Our study shows that most hybrid cvmh models outperformed the pure cvmh model compared to only one hybrid cvms model (Fig. 4j). These results imply that the structure represented in the Coachella Valley basin model can improve the cvmh, but embedding this basin model degrades the original cvms model. Therefore, we can state that the Coachella Valley basin model is incompatible with the cvms model, unlike the Imperial Valley model. This is another reason why domain‐specific misfit analysis (Figs. S1–S6) is essential when using model hybridization, as it gives the misfit contribution from each embedded model as well as their impact outside their volumes. Well‐resolved volumes (polygons 2 in Fig. 1) and strong tapering tend to produce better hybrid models (Fig. 5). In addition, the presence of merging artifacts does not necessarily imply that a hybrid model will underperform relative to the pure model. For example, cvmh hybrid model 5 (Fig. 3e) uses polygon 2 for both the basin models without tapering, and outperforms tapered hybrid models 6 (Fig. 3f) and 8 (Fig. 3h) at low frequencies. Therefore, finding the well‐resolved volume is just as crucial as tapering away merging artifacts, and both the parameters should be seriously considered during hybridization. We further note that the adverse effects of merging artifacts may become unignorable at >1 Hz, because the hybrid models (6 and 8 in Figs. 3f and h) in the example earlier eventually outperform the hybrid model with no tapering (5 in Fig. 3e) at 2–30 s period. In summary, Figure 5 clearly illustrates the importance of smooth hybridization by showing the possibilities of significant improvements in earthquake ground‐motion prediction provided that compatibility criteria are satisfied.

## Conclusions

We revisit model hybridization to document the effect that the embedding volumes and degree of tapering in hybrid models have on earthquake ground‐motion prediction in Salton Trough. To this end, we consider 26 hybrid models using two basin‐scale and two regional models hosted by the Southern California Earthquake Center. Our model verification uses five earthquakes of moderate magnitude simulated using the spectral element method and analyzed over three period intervals with the shortest period of 2 s. In general, all regional and hybrid models we evaluate perform better in longer than shorter period bands (<6 s), possibly due to the low‐frequency content in the models. Using well‐resolved subsets of the basin‐scale models and strong tapering tend to produce hybrid models with better waveform predictions. However, sharper boundaries in the hybrid model due to less tapering does not necessarily imply an underperformance, especially at low frequencies and when using well‐resolved volumes. Furthermore, the same hybridization approach may not produce better hybrid models regardless of the regional model used, and thus subdomains of hybrid models must be evaluated to ensure their model components are compatible.

## Data and Resources

Reproducibility materials including all data needed to evaluate the research are publicly accessible (Ajala and Persaud, 2022). The supplemental material includes additional details of the simulation results including a summary of the zero‐lag correlation misfits.

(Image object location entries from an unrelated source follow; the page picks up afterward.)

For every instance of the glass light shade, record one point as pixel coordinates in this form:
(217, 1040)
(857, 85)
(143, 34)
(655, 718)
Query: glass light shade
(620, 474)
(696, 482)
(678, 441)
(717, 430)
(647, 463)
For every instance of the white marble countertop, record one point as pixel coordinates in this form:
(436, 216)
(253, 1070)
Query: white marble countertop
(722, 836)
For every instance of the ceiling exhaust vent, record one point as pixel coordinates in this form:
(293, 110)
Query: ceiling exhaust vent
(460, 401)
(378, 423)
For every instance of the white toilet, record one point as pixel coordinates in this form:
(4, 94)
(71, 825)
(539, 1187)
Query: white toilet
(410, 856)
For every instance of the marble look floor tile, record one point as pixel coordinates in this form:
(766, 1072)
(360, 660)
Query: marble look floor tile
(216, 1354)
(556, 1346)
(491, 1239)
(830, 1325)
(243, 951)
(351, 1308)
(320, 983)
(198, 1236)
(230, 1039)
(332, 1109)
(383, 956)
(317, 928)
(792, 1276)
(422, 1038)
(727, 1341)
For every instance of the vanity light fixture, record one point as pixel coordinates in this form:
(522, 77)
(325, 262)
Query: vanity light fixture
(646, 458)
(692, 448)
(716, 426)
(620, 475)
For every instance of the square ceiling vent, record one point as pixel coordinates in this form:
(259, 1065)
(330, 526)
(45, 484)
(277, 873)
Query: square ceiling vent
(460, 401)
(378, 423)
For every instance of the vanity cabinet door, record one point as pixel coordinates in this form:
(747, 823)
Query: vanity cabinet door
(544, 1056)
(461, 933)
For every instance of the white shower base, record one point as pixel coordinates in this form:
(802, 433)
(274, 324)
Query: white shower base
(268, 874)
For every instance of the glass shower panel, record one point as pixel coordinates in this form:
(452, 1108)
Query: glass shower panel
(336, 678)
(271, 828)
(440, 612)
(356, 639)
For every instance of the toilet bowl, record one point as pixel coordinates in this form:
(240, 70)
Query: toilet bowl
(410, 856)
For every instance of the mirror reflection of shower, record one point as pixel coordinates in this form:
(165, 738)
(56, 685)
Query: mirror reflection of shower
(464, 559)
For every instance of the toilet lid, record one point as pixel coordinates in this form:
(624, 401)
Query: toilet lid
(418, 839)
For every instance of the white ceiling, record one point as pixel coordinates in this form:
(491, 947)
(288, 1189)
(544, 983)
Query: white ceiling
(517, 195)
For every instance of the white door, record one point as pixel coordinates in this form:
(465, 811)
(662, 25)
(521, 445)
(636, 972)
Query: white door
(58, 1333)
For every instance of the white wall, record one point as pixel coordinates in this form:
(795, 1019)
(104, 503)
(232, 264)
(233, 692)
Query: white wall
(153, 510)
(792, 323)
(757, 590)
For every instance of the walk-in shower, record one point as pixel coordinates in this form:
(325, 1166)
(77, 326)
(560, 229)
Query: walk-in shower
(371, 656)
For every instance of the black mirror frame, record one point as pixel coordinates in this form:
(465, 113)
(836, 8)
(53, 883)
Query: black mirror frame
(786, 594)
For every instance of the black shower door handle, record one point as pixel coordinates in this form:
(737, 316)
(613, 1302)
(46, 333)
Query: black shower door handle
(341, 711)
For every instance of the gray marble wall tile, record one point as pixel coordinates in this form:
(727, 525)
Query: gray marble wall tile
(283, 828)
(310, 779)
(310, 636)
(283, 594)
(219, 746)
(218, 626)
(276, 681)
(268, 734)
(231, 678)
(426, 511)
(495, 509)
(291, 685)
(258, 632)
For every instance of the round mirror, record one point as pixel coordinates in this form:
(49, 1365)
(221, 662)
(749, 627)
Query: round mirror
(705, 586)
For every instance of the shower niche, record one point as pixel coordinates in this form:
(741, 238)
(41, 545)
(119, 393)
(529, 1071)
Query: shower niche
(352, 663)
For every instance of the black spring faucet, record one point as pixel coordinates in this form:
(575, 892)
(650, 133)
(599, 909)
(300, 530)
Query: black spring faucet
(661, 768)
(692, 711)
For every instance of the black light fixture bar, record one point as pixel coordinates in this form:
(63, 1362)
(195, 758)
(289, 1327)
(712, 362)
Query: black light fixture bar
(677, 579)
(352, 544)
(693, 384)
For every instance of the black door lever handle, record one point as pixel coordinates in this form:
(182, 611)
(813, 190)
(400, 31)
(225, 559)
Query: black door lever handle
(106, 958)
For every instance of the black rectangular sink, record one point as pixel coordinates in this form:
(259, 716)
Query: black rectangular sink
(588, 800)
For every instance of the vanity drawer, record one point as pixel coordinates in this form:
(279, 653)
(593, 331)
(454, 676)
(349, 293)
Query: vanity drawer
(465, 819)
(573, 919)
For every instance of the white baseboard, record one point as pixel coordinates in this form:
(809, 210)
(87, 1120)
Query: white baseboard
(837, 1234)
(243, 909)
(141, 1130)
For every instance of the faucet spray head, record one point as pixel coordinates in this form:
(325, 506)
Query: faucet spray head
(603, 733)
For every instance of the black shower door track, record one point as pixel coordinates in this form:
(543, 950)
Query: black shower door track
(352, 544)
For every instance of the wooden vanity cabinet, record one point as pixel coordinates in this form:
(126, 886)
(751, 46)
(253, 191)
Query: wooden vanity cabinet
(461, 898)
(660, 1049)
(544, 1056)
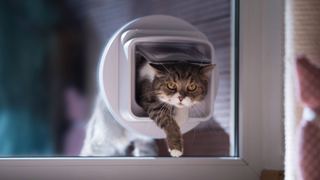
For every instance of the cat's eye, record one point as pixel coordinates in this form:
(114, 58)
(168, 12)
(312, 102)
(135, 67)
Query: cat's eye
(172, 86)
(192, 87)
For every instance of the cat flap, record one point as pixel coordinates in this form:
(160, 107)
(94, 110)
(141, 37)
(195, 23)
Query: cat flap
(170, 52)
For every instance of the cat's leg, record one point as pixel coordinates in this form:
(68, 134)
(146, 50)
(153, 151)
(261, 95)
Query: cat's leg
(161, 114)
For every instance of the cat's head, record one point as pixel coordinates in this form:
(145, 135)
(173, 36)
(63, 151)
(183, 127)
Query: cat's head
(181, 84)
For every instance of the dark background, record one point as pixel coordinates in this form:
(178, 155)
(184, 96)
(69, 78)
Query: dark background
(49, 52)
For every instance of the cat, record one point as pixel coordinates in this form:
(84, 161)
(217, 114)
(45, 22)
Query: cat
(167, 91)
(106, 137)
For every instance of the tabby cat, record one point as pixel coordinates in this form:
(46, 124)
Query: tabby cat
(167, 91)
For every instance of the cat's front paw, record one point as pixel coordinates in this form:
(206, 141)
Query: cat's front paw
(175, 153)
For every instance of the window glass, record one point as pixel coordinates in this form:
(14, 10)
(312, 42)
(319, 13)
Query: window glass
(49, 53)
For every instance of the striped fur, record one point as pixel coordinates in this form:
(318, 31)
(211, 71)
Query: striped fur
(159, 102)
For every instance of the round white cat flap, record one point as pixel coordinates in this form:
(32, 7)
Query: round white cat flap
(154, 71)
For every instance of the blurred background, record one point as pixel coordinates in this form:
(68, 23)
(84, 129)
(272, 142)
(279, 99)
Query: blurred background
(49, 52)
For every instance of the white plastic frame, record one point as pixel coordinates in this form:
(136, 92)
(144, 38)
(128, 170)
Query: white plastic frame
(260, 123)
(128, 104)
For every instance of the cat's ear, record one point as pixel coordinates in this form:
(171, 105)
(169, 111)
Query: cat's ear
(206, 70)
(157, 67)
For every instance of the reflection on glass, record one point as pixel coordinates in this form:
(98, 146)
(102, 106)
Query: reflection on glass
(49, 53)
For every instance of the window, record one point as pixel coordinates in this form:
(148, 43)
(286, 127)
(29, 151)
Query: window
(254, 109)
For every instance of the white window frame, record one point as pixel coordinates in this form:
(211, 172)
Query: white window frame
(260, 120)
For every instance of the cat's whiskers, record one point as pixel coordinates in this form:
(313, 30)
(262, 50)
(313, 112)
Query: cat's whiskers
(201, 110)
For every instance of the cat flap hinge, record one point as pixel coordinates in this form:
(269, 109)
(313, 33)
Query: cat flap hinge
(164, 52)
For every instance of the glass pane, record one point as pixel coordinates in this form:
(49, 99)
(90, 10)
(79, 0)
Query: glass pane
(49, 54)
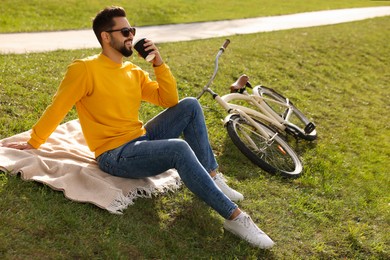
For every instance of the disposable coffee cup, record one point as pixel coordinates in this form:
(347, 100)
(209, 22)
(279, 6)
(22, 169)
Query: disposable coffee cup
(139, 47)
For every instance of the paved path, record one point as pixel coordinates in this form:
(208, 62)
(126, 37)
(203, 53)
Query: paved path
(79, 39)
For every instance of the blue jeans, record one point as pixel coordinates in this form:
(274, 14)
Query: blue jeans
(162, 149)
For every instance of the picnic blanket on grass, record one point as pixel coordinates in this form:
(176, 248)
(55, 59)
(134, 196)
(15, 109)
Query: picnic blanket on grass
(65, 163)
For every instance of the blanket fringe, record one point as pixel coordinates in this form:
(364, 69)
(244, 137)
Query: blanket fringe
(123, 201)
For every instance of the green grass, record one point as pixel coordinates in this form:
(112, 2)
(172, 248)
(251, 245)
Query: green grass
(37, 15)
(339, 209)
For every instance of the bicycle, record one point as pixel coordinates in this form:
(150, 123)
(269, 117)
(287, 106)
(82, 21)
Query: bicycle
(257, 122)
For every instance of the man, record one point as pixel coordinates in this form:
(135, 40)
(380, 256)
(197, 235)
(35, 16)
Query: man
(108, 92)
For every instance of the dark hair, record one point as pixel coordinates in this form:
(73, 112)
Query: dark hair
(103, 21)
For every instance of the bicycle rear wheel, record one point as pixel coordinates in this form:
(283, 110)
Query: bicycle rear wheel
(275, 156)
(299, 125)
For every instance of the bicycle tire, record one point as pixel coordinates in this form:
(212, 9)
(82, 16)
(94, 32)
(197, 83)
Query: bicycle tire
(298, 121)
(275, 158)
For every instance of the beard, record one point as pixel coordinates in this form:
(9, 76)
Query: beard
(121, 47)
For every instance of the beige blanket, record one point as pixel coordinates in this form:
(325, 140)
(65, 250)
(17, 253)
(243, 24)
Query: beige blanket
(66, 164)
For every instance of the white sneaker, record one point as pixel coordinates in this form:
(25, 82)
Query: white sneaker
(244, 227)
(233, 195)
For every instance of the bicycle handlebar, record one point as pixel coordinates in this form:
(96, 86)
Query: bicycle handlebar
(206, 87)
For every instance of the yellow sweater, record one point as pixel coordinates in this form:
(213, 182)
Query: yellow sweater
(108, 96)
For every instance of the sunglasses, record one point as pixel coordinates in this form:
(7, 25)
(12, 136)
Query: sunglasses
(125, 31)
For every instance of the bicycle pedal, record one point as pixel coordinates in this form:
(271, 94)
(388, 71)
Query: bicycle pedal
(310, 128)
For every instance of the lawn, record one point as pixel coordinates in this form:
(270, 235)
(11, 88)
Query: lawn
(339, 208)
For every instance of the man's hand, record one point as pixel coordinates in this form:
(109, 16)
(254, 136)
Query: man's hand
(149, 45)
(19, 146)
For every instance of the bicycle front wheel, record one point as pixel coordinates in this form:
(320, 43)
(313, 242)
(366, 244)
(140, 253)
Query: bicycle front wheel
(299, 125)
(274, 156)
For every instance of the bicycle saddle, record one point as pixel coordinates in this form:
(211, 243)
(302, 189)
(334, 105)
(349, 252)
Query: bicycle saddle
(240, 83)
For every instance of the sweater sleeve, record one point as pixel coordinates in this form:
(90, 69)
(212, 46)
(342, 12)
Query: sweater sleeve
(72, 88)
(164, 91)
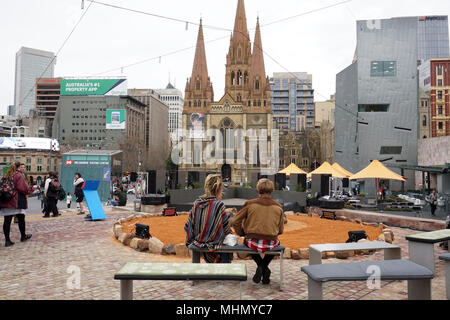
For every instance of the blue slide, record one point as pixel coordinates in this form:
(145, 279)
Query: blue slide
(93, 200)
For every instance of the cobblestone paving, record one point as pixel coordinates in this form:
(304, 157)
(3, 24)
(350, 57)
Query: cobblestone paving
(42, 268)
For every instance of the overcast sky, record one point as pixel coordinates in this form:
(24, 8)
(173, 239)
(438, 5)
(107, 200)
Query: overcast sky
(321, 43)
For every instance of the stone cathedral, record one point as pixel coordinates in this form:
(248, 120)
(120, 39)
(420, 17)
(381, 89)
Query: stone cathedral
(245, 105)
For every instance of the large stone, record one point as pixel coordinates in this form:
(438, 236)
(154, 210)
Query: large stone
(243, 255)
(345, 254)
(295, 255)
(169, 249)
(181, 250)
(287, 253)
(304, 253)
(387, 236)
(117, 230)
(155, 245)
(134, 243)
(143, 245)
(125, 238)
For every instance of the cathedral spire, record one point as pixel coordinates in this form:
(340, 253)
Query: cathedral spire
(240, 31)
(200, 68)
(257, 66)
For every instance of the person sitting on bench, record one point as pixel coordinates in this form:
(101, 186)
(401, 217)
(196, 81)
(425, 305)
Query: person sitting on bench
(260, 221)
(208, 223)
(120, 198)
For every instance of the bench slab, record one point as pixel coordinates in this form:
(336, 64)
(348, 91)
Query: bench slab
(430, 237)
(236, 248)
(445, 257)
(358, 271)
(181, 271)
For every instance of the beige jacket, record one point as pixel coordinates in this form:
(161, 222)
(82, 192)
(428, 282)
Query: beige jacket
(260, 218)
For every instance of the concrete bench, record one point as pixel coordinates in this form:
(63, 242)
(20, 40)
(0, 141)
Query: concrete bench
(176, 271)
(421, 246)
(278, 251)
(418, 277)
(391, 251)
(446, 258)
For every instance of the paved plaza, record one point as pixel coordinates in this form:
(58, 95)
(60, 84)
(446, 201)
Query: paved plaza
(46, 267)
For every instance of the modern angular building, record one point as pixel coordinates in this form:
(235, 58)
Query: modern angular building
(292, 99)
(31, 64)
(377, 95)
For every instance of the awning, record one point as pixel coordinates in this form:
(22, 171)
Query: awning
(337, 167)
(376, 170)
(326, 168)
(292, 169)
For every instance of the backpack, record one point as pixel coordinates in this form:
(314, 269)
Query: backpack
(7, 190)
(62, 194)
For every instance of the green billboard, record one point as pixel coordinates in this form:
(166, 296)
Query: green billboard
(93, 87)
(115, 118)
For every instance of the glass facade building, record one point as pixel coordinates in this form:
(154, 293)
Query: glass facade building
(292, 98)
(30, 65)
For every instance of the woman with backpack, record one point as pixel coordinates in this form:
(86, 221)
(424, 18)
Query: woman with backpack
(52, 191)
(78, 184)
(18, 203)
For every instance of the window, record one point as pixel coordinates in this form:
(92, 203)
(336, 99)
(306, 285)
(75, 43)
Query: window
(373, 107)
(391, 150)
(383, 69)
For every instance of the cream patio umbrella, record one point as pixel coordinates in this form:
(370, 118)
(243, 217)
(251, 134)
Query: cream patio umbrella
(292, 168)
(376, 170)
(337, 167)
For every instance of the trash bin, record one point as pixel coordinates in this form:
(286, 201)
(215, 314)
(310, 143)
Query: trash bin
(137, 205)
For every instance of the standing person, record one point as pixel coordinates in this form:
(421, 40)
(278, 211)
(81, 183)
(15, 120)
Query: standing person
(18, 204)
(260, 221)
(69, 200)
(78, 183)
(52, 190)
(433, 202)
(208, 223)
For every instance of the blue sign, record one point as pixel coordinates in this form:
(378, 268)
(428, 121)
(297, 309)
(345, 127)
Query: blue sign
(106, 174)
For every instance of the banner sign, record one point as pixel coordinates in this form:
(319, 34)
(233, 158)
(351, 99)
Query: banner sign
(29, 143)
(93, 87)
(115, 118)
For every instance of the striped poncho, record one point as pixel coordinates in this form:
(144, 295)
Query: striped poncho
(208, 223)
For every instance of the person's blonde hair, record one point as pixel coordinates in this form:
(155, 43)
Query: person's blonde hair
(264, 186)
(213, 183)
(12, 169)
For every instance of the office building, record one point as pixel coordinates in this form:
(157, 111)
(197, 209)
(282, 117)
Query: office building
(173, 97)
(434, 82)
(378, 94)
(31, 64)
(292, 98)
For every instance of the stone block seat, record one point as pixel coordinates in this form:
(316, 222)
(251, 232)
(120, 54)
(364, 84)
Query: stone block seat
(418, 277)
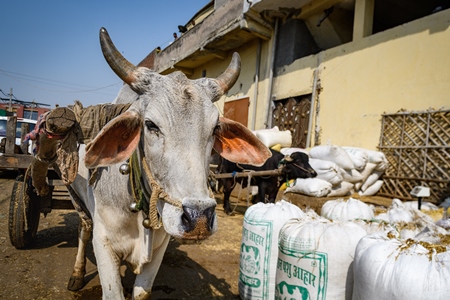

## Declaration of Competing Interests

The authors acknowledge that there are no conflicts of interest recorded.

## Acknowledgments

The authors thank Editor Keith Koper, the Associate Editor, and two anonymous reviewers for their comments that helped improve the article. This material is based upon work supported by the National Science Foundation (Grant Number 2105320) and the Southern California Earthquake Center (Award Numbers 18074, 19014, 20023, and 21059). The SCEC Contribution Number is 10950. Rasheed Ajala was supported by the merit‐based Society of Exploration Geophysicists Foundation scholarship. Patricia Persaud was supported as a 2020–2021 fellow of the Radcliffe Institute for Advanced Study at Harvard University.